La Dea ha migliorato la sua posizione (da ottava a quinta, sesta sul campo) grazie a 5 punti in più (64 contro 59) ma segnando appena una rete in più (66 contro 65) e subendone sempre 48: dal quinto posto dei gol realizzati, la squadra di Gasperini è passata al terzo (solo Napoli con 77 e Inter con 71 hanno fatto meglio), confermandosi capace di trovare risorse importanti in tutta la rosa a disposizione.

A fronte infatti di un crollo verticale del rendimento di Zapata e Muriel, i bergamaschi hanno trovato Hojlund e Lookman, ma anche una grande annata di Koopmeiners e la bellezza di 18 marcatori diversi andati in rete.

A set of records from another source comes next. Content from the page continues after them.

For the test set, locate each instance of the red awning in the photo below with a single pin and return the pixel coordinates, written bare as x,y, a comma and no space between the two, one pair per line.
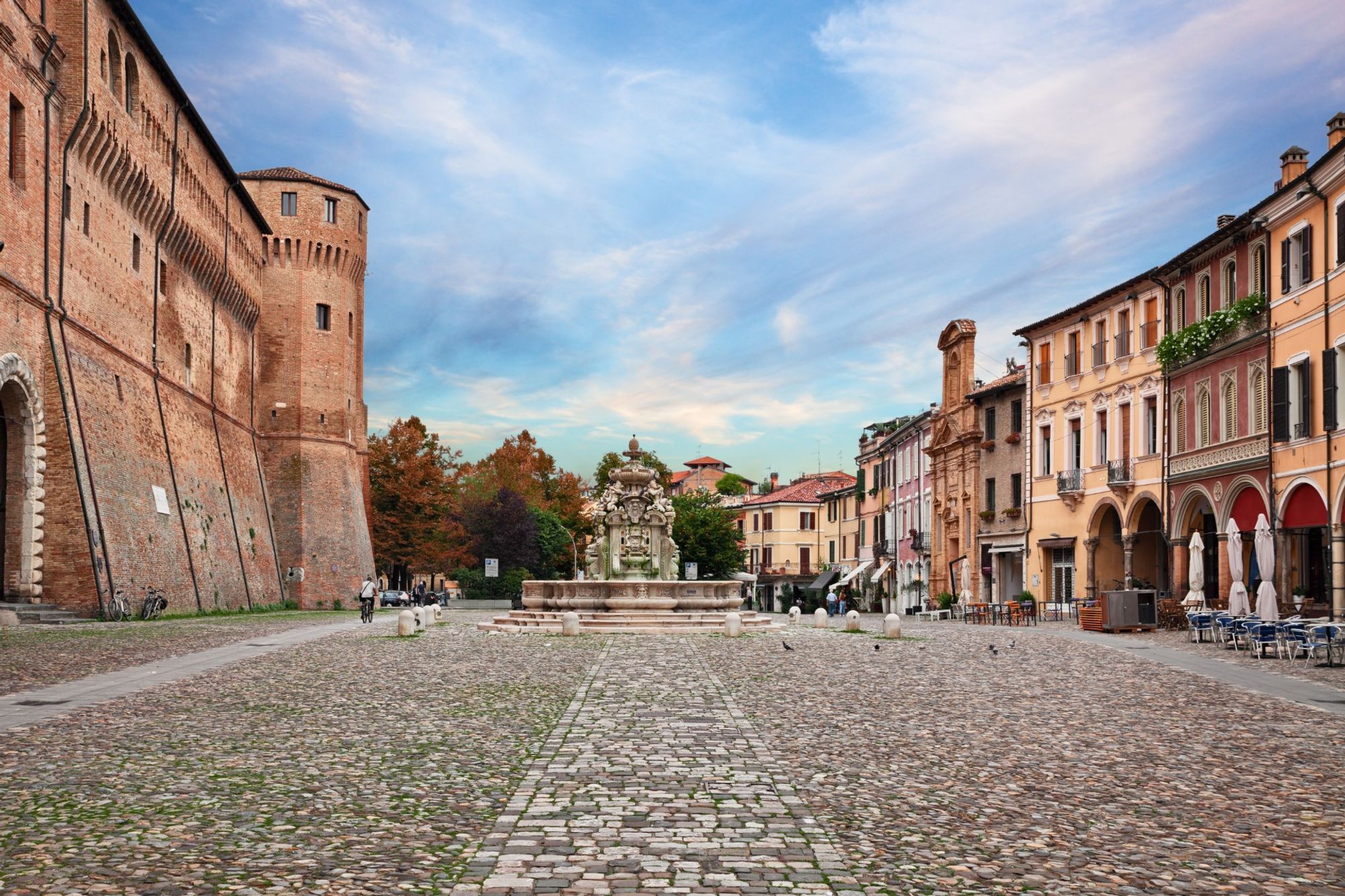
1247,507
1305,509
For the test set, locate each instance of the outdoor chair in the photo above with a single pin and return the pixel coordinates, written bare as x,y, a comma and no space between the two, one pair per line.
1262,635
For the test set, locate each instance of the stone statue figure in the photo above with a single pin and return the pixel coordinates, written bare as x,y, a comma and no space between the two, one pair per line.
633,522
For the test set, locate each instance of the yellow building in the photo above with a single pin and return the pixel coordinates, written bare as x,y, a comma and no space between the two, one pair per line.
1096,486
1307,218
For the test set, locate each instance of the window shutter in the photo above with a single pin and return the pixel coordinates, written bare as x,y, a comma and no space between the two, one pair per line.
1280,404
1330,389
1308,253
1284,266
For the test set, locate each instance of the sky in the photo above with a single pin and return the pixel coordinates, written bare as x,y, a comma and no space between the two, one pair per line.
738,229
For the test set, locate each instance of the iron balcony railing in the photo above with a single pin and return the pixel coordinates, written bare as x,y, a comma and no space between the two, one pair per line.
1070,481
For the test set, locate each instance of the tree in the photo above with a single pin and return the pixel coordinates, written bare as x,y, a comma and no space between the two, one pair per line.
412,489
708,536
502,526
732,485
611,460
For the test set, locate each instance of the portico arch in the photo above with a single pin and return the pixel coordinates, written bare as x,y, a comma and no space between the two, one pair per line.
24,464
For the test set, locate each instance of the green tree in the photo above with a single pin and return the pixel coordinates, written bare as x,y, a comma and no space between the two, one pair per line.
611,460
708,536
732,485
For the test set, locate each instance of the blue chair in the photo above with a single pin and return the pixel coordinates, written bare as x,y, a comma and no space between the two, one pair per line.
1262,635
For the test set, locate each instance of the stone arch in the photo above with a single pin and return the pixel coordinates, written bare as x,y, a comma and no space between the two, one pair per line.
24,467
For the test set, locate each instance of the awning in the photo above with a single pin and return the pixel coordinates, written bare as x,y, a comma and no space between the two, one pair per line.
856,571
824,580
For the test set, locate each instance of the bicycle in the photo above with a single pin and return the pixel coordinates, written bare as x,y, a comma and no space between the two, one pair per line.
155,603
119,607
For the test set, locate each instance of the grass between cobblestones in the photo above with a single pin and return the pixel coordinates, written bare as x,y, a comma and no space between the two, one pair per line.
348,766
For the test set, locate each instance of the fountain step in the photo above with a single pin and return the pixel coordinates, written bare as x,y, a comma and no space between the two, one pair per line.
626,622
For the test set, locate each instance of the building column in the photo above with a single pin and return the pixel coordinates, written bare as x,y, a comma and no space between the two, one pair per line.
1128,546
1226,576
1182,568
1091,575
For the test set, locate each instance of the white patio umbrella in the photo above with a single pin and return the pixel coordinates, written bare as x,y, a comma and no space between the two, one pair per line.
1196,596
1268,603
1238,603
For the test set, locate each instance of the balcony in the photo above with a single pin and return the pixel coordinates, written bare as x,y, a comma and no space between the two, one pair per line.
1121,474
1149,335
1124,345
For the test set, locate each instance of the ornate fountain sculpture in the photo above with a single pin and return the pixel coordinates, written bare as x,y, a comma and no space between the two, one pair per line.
633,567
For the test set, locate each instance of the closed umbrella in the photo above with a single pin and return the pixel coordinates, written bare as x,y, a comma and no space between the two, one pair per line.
1196,596
1238,603
1268,602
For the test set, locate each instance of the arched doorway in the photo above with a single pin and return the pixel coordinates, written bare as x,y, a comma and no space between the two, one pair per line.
22,436
1149,551
1109,559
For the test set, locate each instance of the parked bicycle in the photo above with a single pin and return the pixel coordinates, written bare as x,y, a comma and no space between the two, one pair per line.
154,604
119,607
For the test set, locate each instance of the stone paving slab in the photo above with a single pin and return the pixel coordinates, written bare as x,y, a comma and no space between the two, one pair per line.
654,780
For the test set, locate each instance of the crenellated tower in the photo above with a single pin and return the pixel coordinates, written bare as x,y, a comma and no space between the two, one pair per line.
310,412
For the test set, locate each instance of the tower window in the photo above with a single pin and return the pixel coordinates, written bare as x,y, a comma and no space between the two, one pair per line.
18,134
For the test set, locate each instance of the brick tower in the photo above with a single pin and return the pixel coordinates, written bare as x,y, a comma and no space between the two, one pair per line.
311,412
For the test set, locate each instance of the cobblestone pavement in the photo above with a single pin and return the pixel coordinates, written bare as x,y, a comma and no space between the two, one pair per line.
1050,766
364,763
656,782
40,655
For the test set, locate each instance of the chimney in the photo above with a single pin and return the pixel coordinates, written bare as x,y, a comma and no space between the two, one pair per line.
1336,130
1292,165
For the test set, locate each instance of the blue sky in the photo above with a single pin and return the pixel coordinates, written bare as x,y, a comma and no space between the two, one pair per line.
739,228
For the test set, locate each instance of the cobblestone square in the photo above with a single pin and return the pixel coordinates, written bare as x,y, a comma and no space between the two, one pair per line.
481,763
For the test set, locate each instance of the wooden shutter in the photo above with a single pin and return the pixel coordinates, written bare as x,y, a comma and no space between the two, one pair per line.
1330,391
1284,266
1280,404
1307,237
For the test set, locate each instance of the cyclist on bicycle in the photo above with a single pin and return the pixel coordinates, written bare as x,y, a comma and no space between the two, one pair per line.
367,599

Con questi numeri, facile anche spiegare il fatto che la Dea ha mantenuto uno dei primi sette posti in graduatoria per tutta la stagione. Per confermarsi e, se possibile, cercare sempre di migliorare, bisogna provare a registrare la difesa trovando sempre conferme nella fase offensiva. L'Atalanta nella prima parte del campionato, quando stava anche al primo posto, aveva addirittura una delle migliori difese e quindi si tratta di cercare una quadra che bilanci capacità in avanti con necessità di maggiore copertura.